We floated homemade skimboards across a chest-high channel into Boone Creek. That was the entrance to our after school and weekend reality. Park on the side of the lane and rescue the stashed boards from the brush, then spend the hours through sunset cruising atop what seemed an endless perfect sheet of water–water being the upside to growing up on the Eastern Shore.
The thing that takes me back there most quickly is watching the girls experience all the same things I loved.
Seeing them on the water, exploring beaches, hunting for minnows, crabs, shells, sea glass, and found treasure. There is a simplicity that seems universal.
The built world fades away.
We have such a brief opportunity to pass on to our children our love for this Earth and to tell our stories. These are the moments when the world is made whole. In my children’s memories, the adventures we’ve had together in nature will always exist. – Richard Louv, “Last Child in the Woods.”

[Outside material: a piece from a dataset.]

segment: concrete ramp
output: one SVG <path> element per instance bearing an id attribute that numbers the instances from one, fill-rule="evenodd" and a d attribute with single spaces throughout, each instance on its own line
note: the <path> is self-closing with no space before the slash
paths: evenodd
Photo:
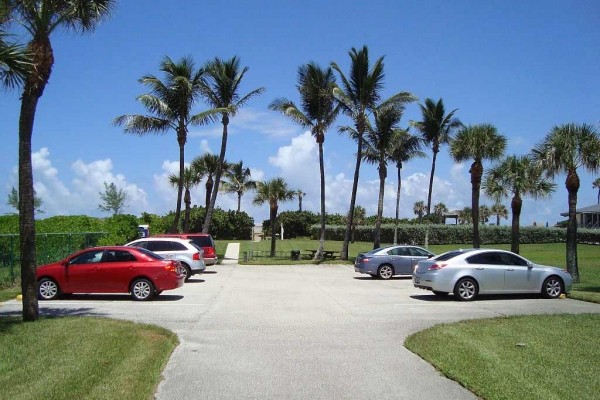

These are the experiences I never want to stop having with the girls–when they are outside with friends, family, other kids, adults, lost in time and fun on a beach, on a river, or in the woods.
The pictures here speak louder and more clearly than my words, which is as it should be. It’s a visual and tactile world. It’s a world we found as kids, discovered as if we were the first to come across it.
Prize the natural spaces and shorelines most of all. because once they’re gone, with rare exceptions, they’re gone forever. In our bones we need the natural curves of hills, the scent of chapparal, the whisper of pines, the possibility of wildness. We require these patches of nature for our mental health and our spiritual resilience. – Richard Louv
There is something to being outside on the water. There is something to watching the girls discover it with their friends, and seeing it become a part of who they are.
But in the end, and to the girls’ laughter, those experiences just as easily beg the question of who is the child on the river?